Geologists drill cores or dig trenches in areas where they suspect a tsunami has occurred, then use carbon dating to determine the age of the material, creating a historical record of tsunamis when human memory of those events no longer exists, Purkis explained.
Such research is critically important, as it gives geologists a way to predict tsunamis of the future.
“Tsunamis are the geologic record of earthquakes—especially the mega earthquakes and the tsunamis that cause destruction across ocean basins,” Eberli said. “These mega earthquakes in subduction zones, where one tectonic plate slides under an overriding plate, occur because, as the plates move together, stress is built up that is released, momentarily causing the rupture and displacement. The general theory is that the rate of convergence is mostly responsible for the frequency of the earthquakes, or stress release, at a given subduction zone. And by studying the recurrence rate of past tsunamis, future occurrences can be estimated.”
Both Eberli and Purkis have conducted extensive tsunami-related research.

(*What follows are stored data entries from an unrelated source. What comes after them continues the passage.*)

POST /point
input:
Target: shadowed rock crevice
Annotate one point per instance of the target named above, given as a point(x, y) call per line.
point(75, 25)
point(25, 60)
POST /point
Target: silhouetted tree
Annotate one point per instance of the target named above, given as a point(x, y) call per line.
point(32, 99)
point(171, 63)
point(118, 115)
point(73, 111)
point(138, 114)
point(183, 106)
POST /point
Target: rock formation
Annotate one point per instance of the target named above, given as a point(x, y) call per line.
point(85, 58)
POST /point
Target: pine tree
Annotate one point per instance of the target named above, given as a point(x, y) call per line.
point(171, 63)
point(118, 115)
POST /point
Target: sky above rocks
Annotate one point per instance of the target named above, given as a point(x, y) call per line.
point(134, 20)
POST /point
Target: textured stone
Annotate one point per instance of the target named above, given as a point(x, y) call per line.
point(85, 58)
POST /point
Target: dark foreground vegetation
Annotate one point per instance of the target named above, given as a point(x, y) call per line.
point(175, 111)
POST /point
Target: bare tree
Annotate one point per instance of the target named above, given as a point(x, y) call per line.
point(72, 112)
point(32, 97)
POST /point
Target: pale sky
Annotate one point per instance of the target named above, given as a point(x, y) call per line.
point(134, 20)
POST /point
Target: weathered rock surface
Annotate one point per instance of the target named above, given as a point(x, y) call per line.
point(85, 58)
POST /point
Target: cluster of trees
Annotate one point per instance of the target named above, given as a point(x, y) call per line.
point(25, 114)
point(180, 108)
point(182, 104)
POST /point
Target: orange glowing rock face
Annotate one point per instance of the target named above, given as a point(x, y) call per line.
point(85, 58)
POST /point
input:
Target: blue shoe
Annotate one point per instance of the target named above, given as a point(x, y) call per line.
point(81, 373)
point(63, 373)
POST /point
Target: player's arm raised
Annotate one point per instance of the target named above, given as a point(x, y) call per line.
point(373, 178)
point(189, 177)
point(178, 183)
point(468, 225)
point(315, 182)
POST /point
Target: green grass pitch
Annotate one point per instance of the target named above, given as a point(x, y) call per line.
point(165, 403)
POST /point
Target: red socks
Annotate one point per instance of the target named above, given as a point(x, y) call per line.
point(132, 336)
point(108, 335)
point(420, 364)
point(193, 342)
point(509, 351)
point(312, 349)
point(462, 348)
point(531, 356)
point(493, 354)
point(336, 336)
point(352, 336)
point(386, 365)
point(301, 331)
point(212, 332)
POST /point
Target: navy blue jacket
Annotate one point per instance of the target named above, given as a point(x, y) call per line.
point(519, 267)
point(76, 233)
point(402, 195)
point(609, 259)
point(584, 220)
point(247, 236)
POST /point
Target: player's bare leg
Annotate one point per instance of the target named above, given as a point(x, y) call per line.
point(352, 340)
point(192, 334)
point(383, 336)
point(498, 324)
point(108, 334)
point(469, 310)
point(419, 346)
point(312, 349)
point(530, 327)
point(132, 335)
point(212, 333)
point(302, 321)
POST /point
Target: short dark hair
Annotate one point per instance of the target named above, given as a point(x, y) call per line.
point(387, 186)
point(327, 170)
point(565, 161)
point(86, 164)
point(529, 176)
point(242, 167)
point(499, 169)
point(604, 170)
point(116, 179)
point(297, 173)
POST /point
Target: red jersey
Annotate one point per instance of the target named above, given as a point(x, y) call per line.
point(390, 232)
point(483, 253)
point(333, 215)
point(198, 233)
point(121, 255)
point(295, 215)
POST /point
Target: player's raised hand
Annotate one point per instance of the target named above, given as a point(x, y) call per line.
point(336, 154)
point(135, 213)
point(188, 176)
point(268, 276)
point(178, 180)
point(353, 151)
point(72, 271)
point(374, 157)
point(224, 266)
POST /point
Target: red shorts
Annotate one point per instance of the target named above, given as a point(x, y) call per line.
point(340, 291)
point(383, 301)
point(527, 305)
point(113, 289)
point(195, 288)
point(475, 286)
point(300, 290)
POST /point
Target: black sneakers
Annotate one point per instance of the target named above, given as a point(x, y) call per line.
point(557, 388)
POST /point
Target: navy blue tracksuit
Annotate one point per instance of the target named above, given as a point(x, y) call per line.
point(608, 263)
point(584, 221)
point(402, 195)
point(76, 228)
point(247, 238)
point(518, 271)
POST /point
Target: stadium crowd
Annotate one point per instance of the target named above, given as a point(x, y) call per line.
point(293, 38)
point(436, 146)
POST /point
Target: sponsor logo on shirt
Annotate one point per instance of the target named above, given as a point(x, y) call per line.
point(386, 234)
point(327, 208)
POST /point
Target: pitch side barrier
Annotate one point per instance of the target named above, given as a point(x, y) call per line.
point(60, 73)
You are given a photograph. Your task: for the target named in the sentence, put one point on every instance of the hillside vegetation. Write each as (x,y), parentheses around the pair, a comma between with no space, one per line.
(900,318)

Eberli has studied everything from the sedimentology record of tsunamis in the Indian Ocean to the likelihood of a tsunami hitting South Florida. In a 2014 study, Eberli’s marine geosciences colleague, Falk Amelung, and doctoral student Kelly Jackson traveled to Sri Lanka to take cores from coastal lagoons to search for earlier tsunami deposits. “One lagoon proved to have an excellent record of older tsunami deposits and allowed us to establish the recurrence rate in the last 6,645 years,” Eberli said.
One might say Eberli was destined to study tsunamis. He grew up close to Lucerne, Switzerland, learning about the 1601 earthquake that triggered a tsunami that engulfed the city. Later, during studies at the Swiss Federal Institute of Technology, he learned about the mechanics and causes of tsunamis. “Lately, I have focused my studies on the large current deposits in the world’s oceans,” he said, “but I have not forgotten tsunamis.”
Meanwhile, in a 2023 study, Purkis and a team of scientists studied the 2022 eruption of a submarine volcano in Tonga that was more powerful than the largest U.S. nuclear explosion. In their study, they used a combination of before-and-after satellite imagery, drone mapping, and field observations to create a tsunami simulation of the Tongan Archipelago, discovering that the underwater terrain of the region helped trap tsunami waves and ultimately spared the inhabited islands of Tonga from much more serious damage.
With the Earth constantly changing due to geologic forcing, more earthquakes and the tsunamis they generate will surely happen in the future. But just how effective are the detection, forecasting, and warning systems that are in place around the world?
“After the 2004 Indian Ocean tsunami, the scientific community advocated for a warning system based on buoys in the ocean that detect vertical displacement caused by a tsunami wave, and that system is in place now,” Eberli said. That warning system, he added, “worked perfectly and gave coastal areas several hours to evacuate.”
NOAA’s two tsunami warning centers operate around the clock, seven days a week, with the mission of protecting life and property. Staff monitor for tsunamis and the earthquakes that may cause them, forecast tsunami impacts, and issue tsunami messages.